# NovelAI

# API Key

To get your NovelAI API key, follow these steps:

Select the gear icon at the top of the left sidebar.
Select "Account" under "User Settings".

image
Select "Get Persistent API Token".

image
Select the copy icon to copy your NovelAI API token to the clipboard.

image

# Models

You should use Kayra.

Clio is not a bad model, but not as powerful as Kayra. Clio's speed advantage is insignificant. On NovelAI's tablet and scroll tiers, Clio does have a larger context size than Kayra, but trading that off against better coherence/prose quality from Kayra is unlikely to be worth it.

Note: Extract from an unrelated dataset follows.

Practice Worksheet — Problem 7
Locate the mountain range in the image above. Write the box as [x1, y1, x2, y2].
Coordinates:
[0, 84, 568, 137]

Krake and Euterpe aren't recommended - NovelAI even refers to them as legacy models.

# Settings

The files with the settings are here (SillyTavern\public\NovelAI Settings). You can also manually add your own settings files.

# Response Length

How much text you want to generate per message. Note that NovelAI has a limit of 150 tokens per response.

# Context Size

How many tokens of the chat are kept in the context at any given time. How large the maximum context size you can use depends on the model and your subscription tier:

Kayra (tablet) - 3072 tokens
Kayra (scroll) - 6144 tokens
Kayra (opus) and Clio (all tiers) - 8192 tokens

# Temperature

Lower value - the answers are more logical, but less creative.
Higher value - the answers are more creative, but less logical.

# Repetition penalty

Higher values make the output less repetitive. If the character is fixated on something or repeats the same phrase, then increasing this parameter will (likely) fix it. It is not recommended to increase this parameter too much as it may break the outputs.

# Repetition penalty range

How many tokens from the last generated token will be considered repeated if they appear in the output.

# Preamble

Text that is inserted right above the chat to modify the writing style. The recommended format is a list of short tags, like "[ Style: chat, detailed, sensory ]".

# Top P

Limits the token pool to however many tokens it takes for their probabilities to add up to p. A lower number is more consistent, but less creative.

# Top K

Limits the token pool to the k most likely tokens. A lower number is more consistent, but less creative.